LONDON — The U.K. government Thursday said it will sell Northern Rock PLC to Virgin Money for £747 million ($1.2 billion) cash, marking a major loss on its investment in the mortgage lender that became a symbol of the financial crisis when its near-collapse sparked a run on the bank four years ago.
U.K. Financial Investments Ltd., the government body that managed the holding, said it could receive as much as £1 billion over time through a further £150 million in Northern Rock bonds it will hold, and a promise of additional money if the bank is sold or floated for a profit within the next five years. Another £50 million is likely to be paid to the government after the sale completes next year, depending on the bank's net asset value.
Chancellor of the Exchequer George Osborne Thursday called the sale "the best deal for British taxpayers" and part of the longer-term recovery of the U.K. economy and its banking system. He had formally put the bank up for sale in June and the sales process was handled by Deutsche Bank AG.
The purchase is a coup for Virgin Money, which had tried to buy Northern Rock before it was nationalized in February 2008 and restructured into a smaller bank, and which is trying to gain a foothold in a U.K. retail banking sector dominated by just five major banks. Virgin Money is the financial arm of Richard Branson's Virgin empire.
For its cash, Virgin Money will receive 75 Northern Rock branches, mainly in the north of England, 1 million customers, a £14 billion mortgage book and £16 billion in retail deposits.
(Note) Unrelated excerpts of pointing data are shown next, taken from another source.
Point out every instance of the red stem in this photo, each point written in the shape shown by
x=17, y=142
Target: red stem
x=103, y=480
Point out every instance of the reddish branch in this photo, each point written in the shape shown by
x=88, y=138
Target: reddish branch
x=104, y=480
Virgin Money had been seen as the front-runner to acquire the bank, and had lined up financial backing for the purchase from U.S. investor Wilbur Ross.
"We are ready to shake up the banking market with a fresh approach and some Virgin style," Richard Branson wrote on his blog Thursday. The business will be rebranded with the Virgin Money name next year and used as a branch platform for Virgin Money's existing mortgage, credit card and insurance products.
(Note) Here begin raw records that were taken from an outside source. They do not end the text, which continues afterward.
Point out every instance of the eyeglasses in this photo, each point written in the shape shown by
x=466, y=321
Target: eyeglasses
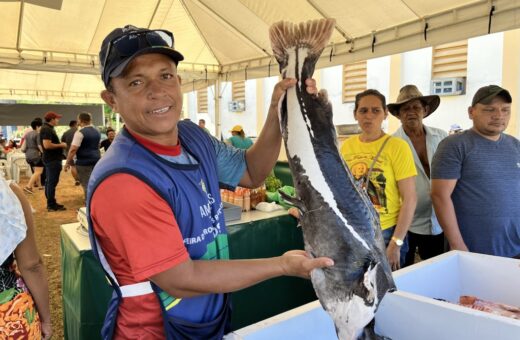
x=130, y=43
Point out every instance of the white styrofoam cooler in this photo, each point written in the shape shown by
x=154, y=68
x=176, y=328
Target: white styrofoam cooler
x=413, y=312
x=82, y=217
U.K. banks are currently being battered by increased regulation and worries over the euro-zone debt crisis, raising questions about whether now was the best time to sell Northern Rock. New banking reforms are due to be written into legislation some time next year that will aim to improve competition and make the country's financial system safer.
The sale also highlights how the U.K. has lagged far behind the U.S. and European countries in shedding its holdings since the financial crisis.
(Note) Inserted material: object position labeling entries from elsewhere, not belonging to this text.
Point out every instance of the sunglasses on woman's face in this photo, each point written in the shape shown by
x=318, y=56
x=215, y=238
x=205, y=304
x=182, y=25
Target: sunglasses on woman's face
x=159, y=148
The government invested £1.4 billion in equity in Northern Rock, but had been resigned to making a loss on the bank because of the costs involved in restructuring it and preparing it for the sale. A larger "bad bank" holding the bulk of the original Northern Rock's mortgage loans is still owned by the government. It made a profit in the first half and has been paying down a government loan currently standing at around £20 billion.
In the context of that holding, and the government's even-larger stakes in banking giants the Royal Bank of Scotland Group PLC (RBS) and Lloyds Banking Group PLC, Thursday's sale is relatively tiny.
The stakes in RBS and Lloyds stakes, which cost the government around £63 billion, are currently £37 billion under water.
Keith Morgan, head of wholly owned investments at UKFI, dismissed the suggestion that it wasn't a good time for the government to be selling a bank, noting that the total payments received may end up not being much below Northern Rock's £1.12 billion book value. That compares with European banking stocks currently trading at an average 0.6 times book value.
The total cost or payoff to taxpayers from the U.K. bank holdings will also take years to fully emerge, he said.
The sale of Northern Rock has symbolic value since a breakdown in bank funding markets in summer 2007 forced the bank to seek emergency funding from the Bank of England, causing panic for Northern Rock customers. In mid-September of that year, customers lined up outside of branches to get their money out, in the first run on a U.K. bank for more than a century. The government later said it would guarantee all of the bank's retail deposits but was criticized for being slow to react as the crisis unfolded.